Jeremy's nostrils flared. He sniffed the breeze impatiently as if he didn't expect to find anything. Then he blinked. That smallest, most benign reaction was enough. He'd smelled it, too. Blood. Human blood.

CHAPTER 8

TRESPASS

I tracked the scent of blood to the east fence line. As we got closer, something else overpowered the smell of blood. Something worse. Decomposing flesh.

We came to a low wooden bridge that crossed a stream. Once on the other side, I stopped. The smell was gone. I sniffed the east wind again. There were traces of rot in the air, but the overwhelming stench had vanished. I turned and looked down at the stream. Something pale protruded from under the bridge. It was a bare foot, bloated, gray toes pointing at the sky. I jogged down the incline and waded into the stream. Jeremy leaned over the bridge, saw the foot, then pulled back and waited for me to investigate.

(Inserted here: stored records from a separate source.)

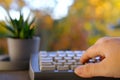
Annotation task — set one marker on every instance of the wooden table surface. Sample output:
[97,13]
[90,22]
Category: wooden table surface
[14,75]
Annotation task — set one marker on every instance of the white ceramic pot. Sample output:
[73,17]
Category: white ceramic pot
[21,49]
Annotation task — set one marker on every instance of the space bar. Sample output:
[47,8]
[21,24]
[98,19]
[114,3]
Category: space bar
[65,76]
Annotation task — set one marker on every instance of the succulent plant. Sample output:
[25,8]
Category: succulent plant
[18,28]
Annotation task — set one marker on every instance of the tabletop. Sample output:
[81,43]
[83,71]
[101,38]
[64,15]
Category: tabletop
[14,75]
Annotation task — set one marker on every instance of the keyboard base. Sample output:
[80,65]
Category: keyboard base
[36,74]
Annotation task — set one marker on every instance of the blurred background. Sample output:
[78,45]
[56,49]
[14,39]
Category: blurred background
[66,24]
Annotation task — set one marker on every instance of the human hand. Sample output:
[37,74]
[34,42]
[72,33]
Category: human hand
[108,48]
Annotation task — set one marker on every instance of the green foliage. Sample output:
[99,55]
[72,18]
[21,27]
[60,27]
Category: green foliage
[20,28]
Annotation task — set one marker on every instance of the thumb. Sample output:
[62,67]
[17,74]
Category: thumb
[90,70]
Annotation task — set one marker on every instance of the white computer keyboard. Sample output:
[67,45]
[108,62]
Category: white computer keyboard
[61,60]
[58,65]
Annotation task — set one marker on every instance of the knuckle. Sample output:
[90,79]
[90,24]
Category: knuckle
[90,69]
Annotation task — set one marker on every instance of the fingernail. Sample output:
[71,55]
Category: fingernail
[79,70]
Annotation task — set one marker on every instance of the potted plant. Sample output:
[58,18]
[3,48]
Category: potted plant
[21,40]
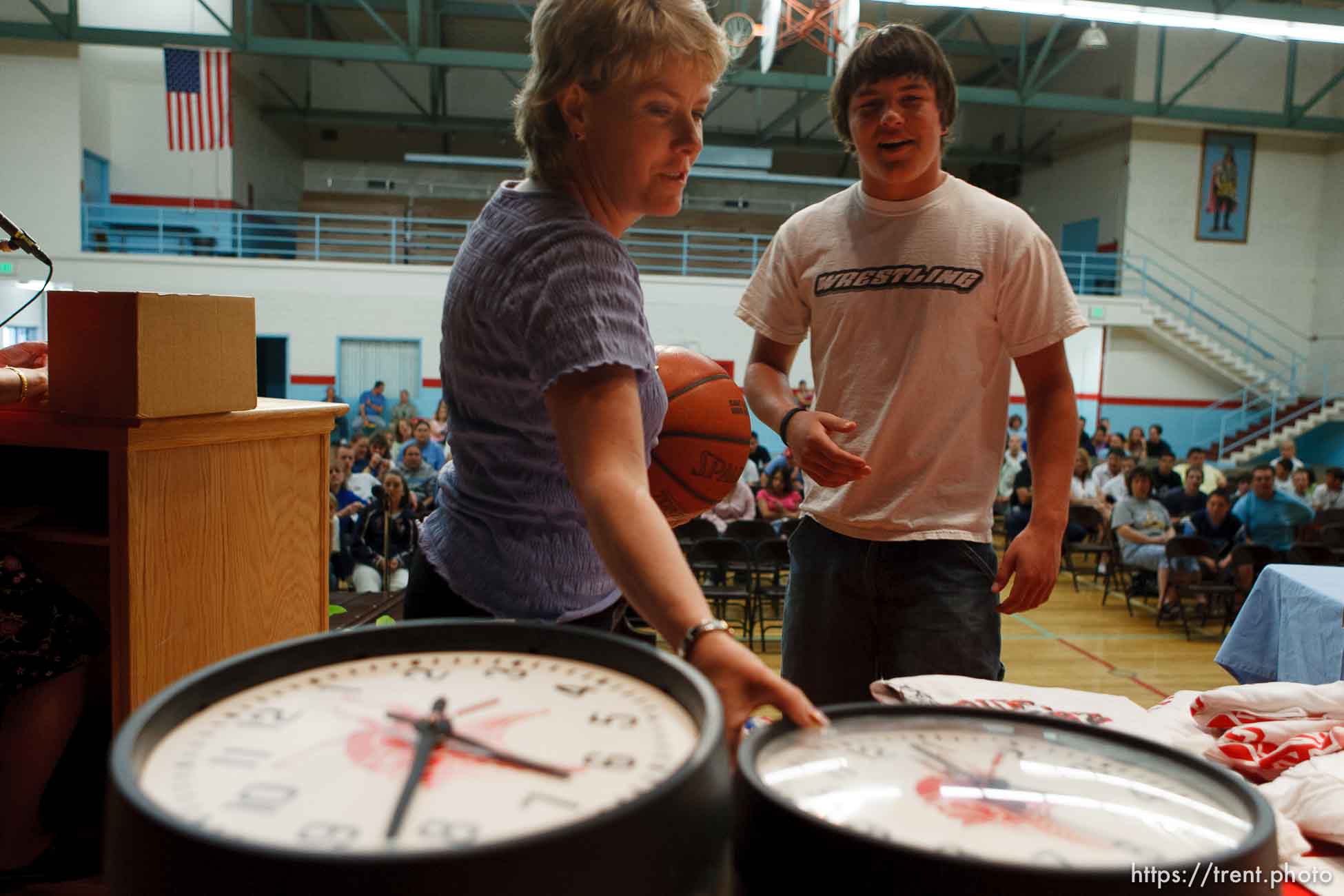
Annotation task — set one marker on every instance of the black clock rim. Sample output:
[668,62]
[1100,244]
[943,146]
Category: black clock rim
[1263,817]
[178,702]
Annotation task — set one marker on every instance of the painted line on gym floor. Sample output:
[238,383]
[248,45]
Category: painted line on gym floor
[1112,666]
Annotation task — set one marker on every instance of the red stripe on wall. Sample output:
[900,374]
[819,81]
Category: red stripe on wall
[176,202]
[1148,402]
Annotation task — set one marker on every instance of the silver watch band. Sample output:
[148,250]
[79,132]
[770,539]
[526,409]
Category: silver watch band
[697,632]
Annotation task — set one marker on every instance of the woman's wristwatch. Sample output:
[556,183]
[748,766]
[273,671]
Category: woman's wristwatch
[698,632]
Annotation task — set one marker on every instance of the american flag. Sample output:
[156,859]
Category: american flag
[201,113]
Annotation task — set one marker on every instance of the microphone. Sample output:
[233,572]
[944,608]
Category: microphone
[21,239]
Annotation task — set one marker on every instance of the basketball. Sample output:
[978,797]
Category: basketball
[704,440]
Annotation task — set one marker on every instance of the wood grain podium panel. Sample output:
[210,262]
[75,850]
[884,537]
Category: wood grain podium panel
[216,535]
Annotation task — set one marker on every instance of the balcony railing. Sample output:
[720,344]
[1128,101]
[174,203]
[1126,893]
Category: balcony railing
[369,238]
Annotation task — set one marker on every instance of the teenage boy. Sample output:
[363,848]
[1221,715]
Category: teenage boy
[919,292]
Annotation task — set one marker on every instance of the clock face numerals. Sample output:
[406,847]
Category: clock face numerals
[312,761]
[1023,797]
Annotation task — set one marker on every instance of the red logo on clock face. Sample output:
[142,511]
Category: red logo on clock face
[387,747]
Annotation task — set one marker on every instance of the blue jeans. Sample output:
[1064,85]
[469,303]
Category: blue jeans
[862,610]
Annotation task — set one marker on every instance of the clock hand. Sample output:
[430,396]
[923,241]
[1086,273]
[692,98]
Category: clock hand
[430,737]
[444,727]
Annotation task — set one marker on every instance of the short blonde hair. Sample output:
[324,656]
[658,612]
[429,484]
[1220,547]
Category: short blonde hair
[597,43]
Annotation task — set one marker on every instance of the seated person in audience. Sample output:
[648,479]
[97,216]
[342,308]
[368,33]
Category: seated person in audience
[373,407]
[1117,487]
[362,484]
[758,453]
[405,409]
[340,431]
[403,433]
[347,502]
[740,504]
[1188,500]
[1303,482]
[379,456]
[1014,458]
[1136,445]
[1165,476]
[1144,528]
[1330,495]
[1156,444]
[1108,469]
[431,451]
[1284,474]
[1288,451]
[1270,516]
[438,426]
[401,539]
[1082,492]
[1015,427]
[780,500]
[1214,477]
[1019,504]
[1216,526]
[420,477]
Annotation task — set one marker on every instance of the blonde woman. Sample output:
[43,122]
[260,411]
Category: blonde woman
[547,362]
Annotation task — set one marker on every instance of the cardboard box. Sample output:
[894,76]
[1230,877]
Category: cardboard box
[148,355]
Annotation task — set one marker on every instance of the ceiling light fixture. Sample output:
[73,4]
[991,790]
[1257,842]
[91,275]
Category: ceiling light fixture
[1133,14]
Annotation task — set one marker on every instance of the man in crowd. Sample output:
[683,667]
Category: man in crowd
[1270,518]
[420,477]
[362,484]
[1218,527]
[1157,447]
[1330,495]
[1165,476]
[373,407]
[1188,500]
[1117,487]
[1288,450]
[1144,528]
[1105,472]
[431,451]
[1214,477]
[405,409]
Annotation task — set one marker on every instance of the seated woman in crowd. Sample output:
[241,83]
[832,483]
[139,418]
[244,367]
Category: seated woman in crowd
[401,535]
[403,434]
[780,500]
[1136,445]
[438,426]
[740,504]
[1144,528]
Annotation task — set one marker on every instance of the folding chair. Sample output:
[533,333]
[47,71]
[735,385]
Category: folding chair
[726,574]
[772,564]
[1181,577]
[694,531]
[751,532]
[1088,518]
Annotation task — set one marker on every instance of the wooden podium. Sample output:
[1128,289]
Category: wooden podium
[215,532]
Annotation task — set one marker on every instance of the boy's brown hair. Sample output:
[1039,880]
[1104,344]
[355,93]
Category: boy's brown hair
[893,52]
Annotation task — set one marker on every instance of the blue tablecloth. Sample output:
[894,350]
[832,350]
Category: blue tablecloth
[1290,629]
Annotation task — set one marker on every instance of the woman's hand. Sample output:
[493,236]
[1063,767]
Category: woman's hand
[746,684]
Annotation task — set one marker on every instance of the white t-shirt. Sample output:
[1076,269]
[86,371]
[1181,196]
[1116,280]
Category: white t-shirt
[914,309]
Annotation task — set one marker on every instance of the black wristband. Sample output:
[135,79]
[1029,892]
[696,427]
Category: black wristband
[784,425]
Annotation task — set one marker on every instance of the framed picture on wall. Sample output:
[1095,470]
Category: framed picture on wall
[1225,187]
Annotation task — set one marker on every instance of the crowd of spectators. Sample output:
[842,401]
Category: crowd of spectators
[383,478]
[1146,499]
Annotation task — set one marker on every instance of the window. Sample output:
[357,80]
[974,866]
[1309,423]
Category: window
[363,362]
[15,335]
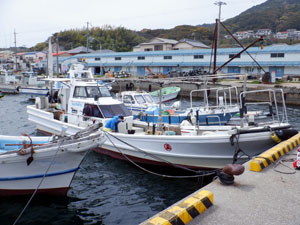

Grabbing the side of the bridge, I knelt in the icy water of the stream, drenching my jeans from ankle to knee. The bare foot was attached to a slender calf. The stench was overwhelming. As I switched to breathing through my mouth, my stomach lurched. Now I could taste the rot as well as smell it. I went back to breathing through my nose. The calf led to a knee, then fell away into shredded skin and muscle with bone shining through, leaving the femur looking like a big ham bone gnawed by a dog with more appetite for destruction than dinner. The other thigh was a maggot-infested stump, the bone snapped by powerful jaws. When I peered under the bridge, I saw the rest of the second leg, or pieces of it, strewn around, like someone shaking the last bits of garbage from the bag. Above the thighs, the torso was an indistinguishable mass of mangled flesh. If the arms were still attached, I didn't see them. Likely they were some of the bits scattered farther back. The head was twisted backward, the neck almost bitten through. I didn't want to look at the face. It's easier if you don't see the face, if you can dismiss a rotting corpse as a prop from a B horror movie. Still, easier isn't always better. This wasn't a movie prop and she didn't deserve to be dismissed as one. I assumed it was a she because of the size and slenderness but, as I shifted the head, I realized my mistake. It was a young man, little more than a boy. His eyes were wide, crusted with dirt, as dull as scuffed marbles. Otherwise, his face was unmarred: smooth-skinned, well fed, and very, very young.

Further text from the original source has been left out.